Ariel Katz isn’t having it. He runs H1 a nine-year-old healthcare data company. He thinks the industry is making a lazy assumption. That every workflow software company can just vibe-code their way to oblivion thanks to AI.
Katz has a point.
“If you’re a workflow SaaS, you could vibe-code that.”
That’s his line to TechCrunch. But being a data provider is different. Much different. You cannot code trust. You cannot vibe-code years of messy proprietary data on doctors across the globe.
Some might call this a self-serving take. H1 sells doctor info to pharma, insurers, and hospital systems. It’s their whole job. But Katz insists Claude or whatever new AI model drops tomorrow isn’t coming for him.
Actually, the opposite is true.
AI builders need H1’s data. They are likely to be customers, not rivals.
The data H1 collects… is more valuable to AI model makers than as a competitor.
CVS Health Ventures agreed with him. They led a $40M round.
This matters.
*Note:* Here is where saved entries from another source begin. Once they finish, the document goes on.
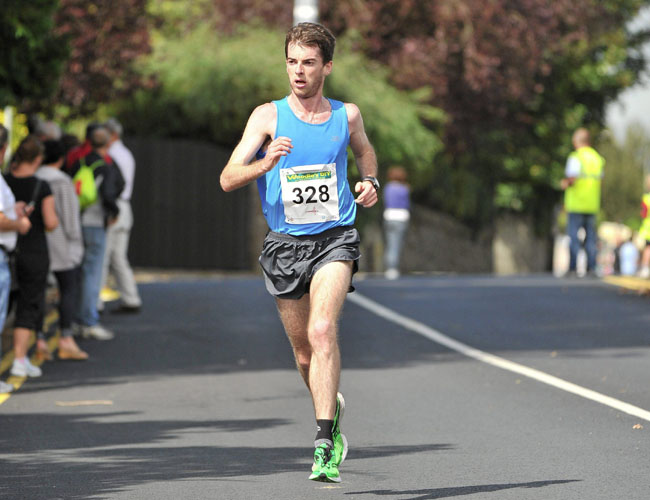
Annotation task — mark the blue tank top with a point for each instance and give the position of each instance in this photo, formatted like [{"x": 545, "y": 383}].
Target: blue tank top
[{"x": 313, "y": 144}]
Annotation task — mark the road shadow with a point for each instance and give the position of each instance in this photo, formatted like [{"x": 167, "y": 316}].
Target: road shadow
[
  {"x": 51, "y": 431},
  {"x": 106, "y": 469},
  {"x": 434, "y": 493}
]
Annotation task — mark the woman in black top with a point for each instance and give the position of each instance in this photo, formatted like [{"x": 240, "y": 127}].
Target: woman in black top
[{"x": 32, "y": 260}]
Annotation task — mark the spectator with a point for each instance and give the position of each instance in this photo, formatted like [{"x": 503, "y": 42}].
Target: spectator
[
  {"x": 65, "y": 246},
  {"x": 69, "y": 142},
  {"x": 117, "y": 235},
  {"x": 583, "y": 175},
  {"x": 644, "y": 232},
  {"x": 10, "y": 225},
  {"x": 32, "y": 261},
  {"x": 76, "y": 153},
  {"x": 94, "y": 221},
  {"x": 396, "y": 218},
  {"x": 628, "y": 256}
]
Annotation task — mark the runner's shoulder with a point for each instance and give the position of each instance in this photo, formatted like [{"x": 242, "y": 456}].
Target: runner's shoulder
[
  {"x": 264, "y": 117},
  {"x": 354, "y": 114}
]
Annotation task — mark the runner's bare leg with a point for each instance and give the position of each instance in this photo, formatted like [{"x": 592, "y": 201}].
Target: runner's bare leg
[
  {"x": 329, "y": 287},
  {"x": 295, "y": 318}
]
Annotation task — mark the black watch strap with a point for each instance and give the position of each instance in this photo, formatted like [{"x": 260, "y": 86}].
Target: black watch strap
[{"x": 375, "y": 182}]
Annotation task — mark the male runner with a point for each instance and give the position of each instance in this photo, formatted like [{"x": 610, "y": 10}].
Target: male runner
[{"x": 312, "y": 248}]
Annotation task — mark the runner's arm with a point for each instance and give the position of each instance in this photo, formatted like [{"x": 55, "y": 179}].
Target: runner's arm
[
  {"x": 364, "y": 154},
  {"x": 239, "y": 171}
]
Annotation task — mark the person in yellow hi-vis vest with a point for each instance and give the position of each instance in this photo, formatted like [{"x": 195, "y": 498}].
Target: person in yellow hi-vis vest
[
  {"x": 644, "y": 232},
  {"x": 583, "y": 176}
]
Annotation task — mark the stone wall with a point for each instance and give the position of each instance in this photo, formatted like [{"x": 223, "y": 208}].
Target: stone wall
[{"x": 436, "y": 242}]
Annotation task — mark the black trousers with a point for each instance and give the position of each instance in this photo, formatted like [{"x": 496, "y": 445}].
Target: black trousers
[{"x": 69, "y": 282}]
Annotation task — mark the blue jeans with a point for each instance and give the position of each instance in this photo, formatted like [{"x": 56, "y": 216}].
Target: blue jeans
[
  {"x": 5, "y": 287},
  {"x": 588, "y": 222},
  {"x": 395, "y": 231},
  {"x": 91, "y": 274}
]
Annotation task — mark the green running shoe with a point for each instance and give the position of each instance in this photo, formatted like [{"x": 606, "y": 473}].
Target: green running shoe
[
  {"x": 340, "y": 441},
  {"x": 325, "y": 468}
]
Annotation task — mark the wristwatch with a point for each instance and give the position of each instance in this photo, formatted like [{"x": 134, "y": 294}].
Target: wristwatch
[{"x": 373, "y": 180}]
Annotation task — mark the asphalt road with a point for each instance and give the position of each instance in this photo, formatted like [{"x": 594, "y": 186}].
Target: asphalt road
[{"x": 197, "y": 398}]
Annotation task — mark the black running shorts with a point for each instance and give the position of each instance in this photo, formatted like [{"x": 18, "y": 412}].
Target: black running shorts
[{"x": 290, "y": 262}]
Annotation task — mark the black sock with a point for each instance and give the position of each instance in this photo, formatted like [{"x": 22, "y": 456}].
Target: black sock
[{"x": 324, "y": 430}]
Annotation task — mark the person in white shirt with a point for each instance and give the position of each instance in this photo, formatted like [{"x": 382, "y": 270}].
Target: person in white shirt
[{"x": 117, "y": 238}]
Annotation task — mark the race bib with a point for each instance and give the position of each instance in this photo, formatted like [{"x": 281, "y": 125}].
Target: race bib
[{"x": 310, "y": 193}]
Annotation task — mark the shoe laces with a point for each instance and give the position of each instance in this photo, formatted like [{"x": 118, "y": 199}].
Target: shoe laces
[{"x": 323, "y": 455}]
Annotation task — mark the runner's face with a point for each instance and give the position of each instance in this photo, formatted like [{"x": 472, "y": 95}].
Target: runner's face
[{"x": 306, "y": 70}]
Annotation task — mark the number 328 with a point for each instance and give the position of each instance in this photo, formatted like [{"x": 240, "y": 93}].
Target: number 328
[{"x": 311, "y": 195}]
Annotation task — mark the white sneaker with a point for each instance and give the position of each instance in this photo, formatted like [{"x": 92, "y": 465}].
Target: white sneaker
[
  {"x": 23, "y": 368},
  {"x": 5, "y": 387},
  {"x": 97, "y": 332}
]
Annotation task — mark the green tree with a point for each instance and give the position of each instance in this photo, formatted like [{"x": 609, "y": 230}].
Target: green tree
[
  {"x": 32, "y": 54},
  {"x": 623, "y": 184},
  {"x": 211, "y": 94}
]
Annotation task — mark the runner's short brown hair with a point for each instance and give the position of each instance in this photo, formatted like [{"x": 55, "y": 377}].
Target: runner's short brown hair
[{"x": 314, "y": 35}]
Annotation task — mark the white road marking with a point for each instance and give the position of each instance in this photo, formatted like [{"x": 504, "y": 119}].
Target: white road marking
[{"x": 484, "y": 357}]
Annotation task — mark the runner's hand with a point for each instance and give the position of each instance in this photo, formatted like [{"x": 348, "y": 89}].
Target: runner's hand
[
  {"x": 368, "y": 196},
  {"x": 278, "y": 148},
  {"x": 24, "y": 224}
]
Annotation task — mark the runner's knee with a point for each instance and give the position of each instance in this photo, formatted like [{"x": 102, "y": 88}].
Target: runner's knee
[{"x": 322, "y": 335}]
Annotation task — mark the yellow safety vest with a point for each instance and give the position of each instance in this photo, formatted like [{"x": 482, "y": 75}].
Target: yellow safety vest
[
  {"x": 583, "y": 196},
  {"x": 644, "y": 232}
]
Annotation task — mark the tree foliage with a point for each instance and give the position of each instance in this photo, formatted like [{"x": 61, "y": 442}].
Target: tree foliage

It proves the “SaaS apocalypse” is a myth if you have real assets.
H1 wasn’t even looking to raise. They turned cash flow and EBITD profitable last year. Growth is tracking over 40 percent for this year.
So why take the money?
The partner mattered more than the capital. Aligning with CVS one of the biggest health giants on the planet was too good to pass up.
Traditional VCs still chase the shiny AI toys though. The valuation mania continues elsewhere.
H1 last valued at a staggering $750 million in November 2021 when Altimeter Capital led a $100M round. That was peak bubble. Peak covid chaos.
Times have changed.
Valuations dropped. Interest rates hiked. Patience vanished.
Yet here is a nine-year-old company landing a significant chunk of change not because it invented a new neural net, but because it holds the keys to a dataset nobody else can fake.
Does that make the old SaaS models obsolete? Or just the boring ones?
H1 bets on the latter. And apparently CVS does too.